November means a lot of things to a lot of people, but, for the North Carolina Department of Health and Human Services (NCDHHS), the month is known as Family Engagement Month – and this week the NCDHHS announced a host of new early learning resources for families with young children.
The programs and tools – which are being offered by the department in partnership with PBS North Carolina – are a means to help families “understand the importance of early childhood education inside and outside the home” and “connect them with quality early childhood educators in their communities.”
Program information, access to benefits, advice and tools to help raise healthier children from a young age can be found at www.pbsnc.org/education/rootle-readiness.
Here are some of the offerings:
• Ways to find good child care services. The North Carolina Child Care Resource and Referral Council helps parents find high-quality, affordable child care and related services.
• Child care subsidy information. For eligible families, the state will pay part of the cost of child care. On the website, parents can learn how to find and apply for child care assistance in North Carolina.
• “Parents as a Child’s First Teacher” resources. State officials say that the brain development for kids that happens in the first five years of life sets the stage for future success. The state is offering learning resources for families through the National Association for the Education of Young Children.
• Access to Infant and Toddler Early Intervention Services. Children younger than age three with developmental challenges, and their families, may receive Infant-Toddler Program services and support.
• Social and emotional learning resources. Starting from birth, babies learn who they are by how they are treated, state officials maintain. Strong, positive relationships help children develop “trust, empathy, compassion and a sense of right and wrong.” Zero to Three is one program that “works to ensure that all babies and toddlers have a strong start in life.” Through the program, parents can get research- based resources and tips regarding young children’s learning and development.

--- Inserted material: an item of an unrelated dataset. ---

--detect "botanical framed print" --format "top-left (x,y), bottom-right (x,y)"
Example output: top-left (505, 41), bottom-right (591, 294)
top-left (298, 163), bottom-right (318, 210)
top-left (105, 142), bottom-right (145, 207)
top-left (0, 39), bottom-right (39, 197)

Just like state social and health services, Guilford County is also undertaking new programs to see that newborn babies get on the right health and social tracks early in life. The philosophy is that, though these types of programs cost money, time and effort right now, 20 years from now those born today will be less likely to end up in jail or on the welfare rolls.
Ariel Ford, the director of NCDHHS Division of Child Development and Early Education, stated this week in a press release announcing the new programs that “A parent is a child’s very first teacher, but working families also depend on quality early care and learning teachers to help them raise their young children”
Ford added: “North Carolina made a historic investment thanks to federal emergency relief funds to stabilize access to child care programs and support teacher compensation, but staffing remains a challenge for many of our early care and learning programs. NCDHHS continues to work closely with families and the early care and learning community on long-term solutions so parents can go to work, well-trained and qualified teachers can stay in classrooms and children are safe and learning.”